The garage door rolled smoothly upward in answer to some unseen signal from Maggie, and the night air came flooding in, chilling me even through my leathers. It wasn’t the temperature so much as the uncertainty that the air represented: the risk of a kind of infection we’d never been afraid of before. Kellis-Amberlee was a known quantity; it was, for lack of a better phrase, a safe virus, something that could kill you, but which we understood. The thought of a new vector made it all terrifying again.
Becks started up the van engine and turned on the headlights. I didn’t need them to see where I was going, since the exterior house lights were turned up so far that it practically looked like noon out in the yard. I walked over to the bike and swung my leg over it, balancing myself. “Go,” I said, into the microphone in my helmet. “I’ll be right behind you.”
The van pulled out of the garage. I let them get to the first gate before I started the ignition and followed.
The trip down the driveway was harrowing.

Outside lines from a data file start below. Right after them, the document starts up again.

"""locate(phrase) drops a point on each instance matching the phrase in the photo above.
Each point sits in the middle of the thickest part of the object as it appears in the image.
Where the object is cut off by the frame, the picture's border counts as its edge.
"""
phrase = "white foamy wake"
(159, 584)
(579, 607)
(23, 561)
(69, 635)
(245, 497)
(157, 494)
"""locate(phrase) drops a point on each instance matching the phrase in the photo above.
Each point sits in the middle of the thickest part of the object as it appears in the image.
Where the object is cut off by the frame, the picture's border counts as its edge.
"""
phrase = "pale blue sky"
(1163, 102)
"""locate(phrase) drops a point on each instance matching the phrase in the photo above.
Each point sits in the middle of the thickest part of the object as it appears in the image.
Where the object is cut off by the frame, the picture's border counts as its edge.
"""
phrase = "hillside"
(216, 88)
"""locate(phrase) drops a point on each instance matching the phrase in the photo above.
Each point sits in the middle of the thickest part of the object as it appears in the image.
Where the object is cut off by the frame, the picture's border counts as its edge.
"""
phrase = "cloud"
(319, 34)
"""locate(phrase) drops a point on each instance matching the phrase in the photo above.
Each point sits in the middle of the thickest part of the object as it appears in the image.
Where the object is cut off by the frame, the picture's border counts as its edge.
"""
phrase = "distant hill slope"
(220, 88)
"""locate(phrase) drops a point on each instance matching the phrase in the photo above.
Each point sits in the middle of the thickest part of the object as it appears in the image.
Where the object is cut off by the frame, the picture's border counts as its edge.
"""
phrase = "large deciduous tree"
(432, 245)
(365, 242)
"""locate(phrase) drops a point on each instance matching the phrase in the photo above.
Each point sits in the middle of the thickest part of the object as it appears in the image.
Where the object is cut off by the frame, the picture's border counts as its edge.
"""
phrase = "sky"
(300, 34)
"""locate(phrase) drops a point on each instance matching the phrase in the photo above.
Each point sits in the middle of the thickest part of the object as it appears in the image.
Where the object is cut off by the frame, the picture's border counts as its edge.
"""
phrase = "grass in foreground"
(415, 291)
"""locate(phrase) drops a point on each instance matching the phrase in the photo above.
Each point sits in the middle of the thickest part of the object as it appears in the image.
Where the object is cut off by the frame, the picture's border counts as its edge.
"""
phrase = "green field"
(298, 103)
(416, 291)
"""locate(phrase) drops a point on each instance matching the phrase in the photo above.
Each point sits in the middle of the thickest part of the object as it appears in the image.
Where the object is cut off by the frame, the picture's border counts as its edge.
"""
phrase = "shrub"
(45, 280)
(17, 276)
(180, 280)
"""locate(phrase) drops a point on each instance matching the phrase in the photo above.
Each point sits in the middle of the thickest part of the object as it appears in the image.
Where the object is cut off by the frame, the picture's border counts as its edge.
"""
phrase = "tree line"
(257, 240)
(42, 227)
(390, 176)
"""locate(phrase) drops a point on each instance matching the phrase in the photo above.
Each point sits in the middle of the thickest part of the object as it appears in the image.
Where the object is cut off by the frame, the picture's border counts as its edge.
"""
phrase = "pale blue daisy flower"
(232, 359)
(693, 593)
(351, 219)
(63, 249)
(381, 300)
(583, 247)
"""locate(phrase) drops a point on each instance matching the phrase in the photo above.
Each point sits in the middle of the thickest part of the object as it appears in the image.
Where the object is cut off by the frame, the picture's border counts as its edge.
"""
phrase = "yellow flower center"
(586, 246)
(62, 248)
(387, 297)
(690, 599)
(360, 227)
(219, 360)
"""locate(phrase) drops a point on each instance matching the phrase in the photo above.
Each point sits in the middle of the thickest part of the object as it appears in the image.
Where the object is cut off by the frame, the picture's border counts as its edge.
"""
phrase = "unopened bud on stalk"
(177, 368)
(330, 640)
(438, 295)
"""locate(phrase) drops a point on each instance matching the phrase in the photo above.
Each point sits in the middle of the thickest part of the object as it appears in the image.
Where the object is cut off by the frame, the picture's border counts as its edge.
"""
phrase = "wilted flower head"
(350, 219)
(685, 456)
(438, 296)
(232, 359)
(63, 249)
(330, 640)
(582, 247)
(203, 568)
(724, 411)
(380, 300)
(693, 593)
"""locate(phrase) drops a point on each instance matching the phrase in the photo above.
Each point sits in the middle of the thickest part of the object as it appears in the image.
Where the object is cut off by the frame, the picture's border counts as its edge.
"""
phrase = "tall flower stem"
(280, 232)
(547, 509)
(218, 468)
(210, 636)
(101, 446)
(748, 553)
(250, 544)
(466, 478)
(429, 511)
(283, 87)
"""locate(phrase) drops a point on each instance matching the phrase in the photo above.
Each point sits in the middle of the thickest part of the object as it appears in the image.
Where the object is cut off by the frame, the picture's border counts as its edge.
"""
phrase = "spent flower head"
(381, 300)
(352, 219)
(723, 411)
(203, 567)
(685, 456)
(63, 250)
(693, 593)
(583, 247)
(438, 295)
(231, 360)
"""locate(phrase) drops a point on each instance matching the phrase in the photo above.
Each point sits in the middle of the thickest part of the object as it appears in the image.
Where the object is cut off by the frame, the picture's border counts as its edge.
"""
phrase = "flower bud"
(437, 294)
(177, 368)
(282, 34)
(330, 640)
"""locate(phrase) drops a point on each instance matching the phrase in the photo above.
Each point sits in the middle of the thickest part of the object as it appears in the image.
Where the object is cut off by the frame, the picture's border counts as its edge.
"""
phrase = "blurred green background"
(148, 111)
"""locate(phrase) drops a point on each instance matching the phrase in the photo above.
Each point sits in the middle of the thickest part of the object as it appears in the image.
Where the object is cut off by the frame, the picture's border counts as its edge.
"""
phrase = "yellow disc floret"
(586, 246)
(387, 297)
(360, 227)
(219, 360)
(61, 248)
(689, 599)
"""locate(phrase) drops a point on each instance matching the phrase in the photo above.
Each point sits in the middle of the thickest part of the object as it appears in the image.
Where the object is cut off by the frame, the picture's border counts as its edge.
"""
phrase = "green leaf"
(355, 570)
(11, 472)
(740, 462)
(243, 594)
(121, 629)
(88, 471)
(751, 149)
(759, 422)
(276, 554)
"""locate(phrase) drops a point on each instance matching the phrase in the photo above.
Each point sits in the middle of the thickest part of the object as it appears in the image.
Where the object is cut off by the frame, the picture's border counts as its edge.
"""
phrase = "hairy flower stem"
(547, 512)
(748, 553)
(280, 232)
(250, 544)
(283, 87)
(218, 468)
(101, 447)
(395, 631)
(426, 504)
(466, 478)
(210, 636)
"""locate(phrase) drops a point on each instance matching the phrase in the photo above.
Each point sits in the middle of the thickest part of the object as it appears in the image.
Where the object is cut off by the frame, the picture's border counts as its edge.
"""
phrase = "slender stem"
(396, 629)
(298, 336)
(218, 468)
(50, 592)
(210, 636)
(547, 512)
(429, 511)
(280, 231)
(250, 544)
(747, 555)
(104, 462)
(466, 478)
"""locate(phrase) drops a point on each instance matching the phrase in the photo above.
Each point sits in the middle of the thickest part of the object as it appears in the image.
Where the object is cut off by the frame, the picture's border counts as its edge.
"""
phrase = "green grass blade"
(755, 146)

We moved slowly enough that I had to walk the bike about two-thirds of the time. When that wasn’t possible, I had to coast, trying to keep from either overbalancing or stalling out. Neither would be good. And I’d be dealing with it alone either way, since there was no way I was letting the others stop the van to help me. That wasn’t part of the plan.
All the gates stood open, allowing us to keep moving through as we wound our way toward the street below. Maggie’s security guards flanked the open gates, their guns held at the ready. I’m not sure they really believed that we were going until we’d passed the third gate. That was when they started locking things down behind us, each gate sliding shut and sealing itself with
a clang that was audible even through my helmet. The guards moved forward as the gates closed, reforming their ranks around each new opening.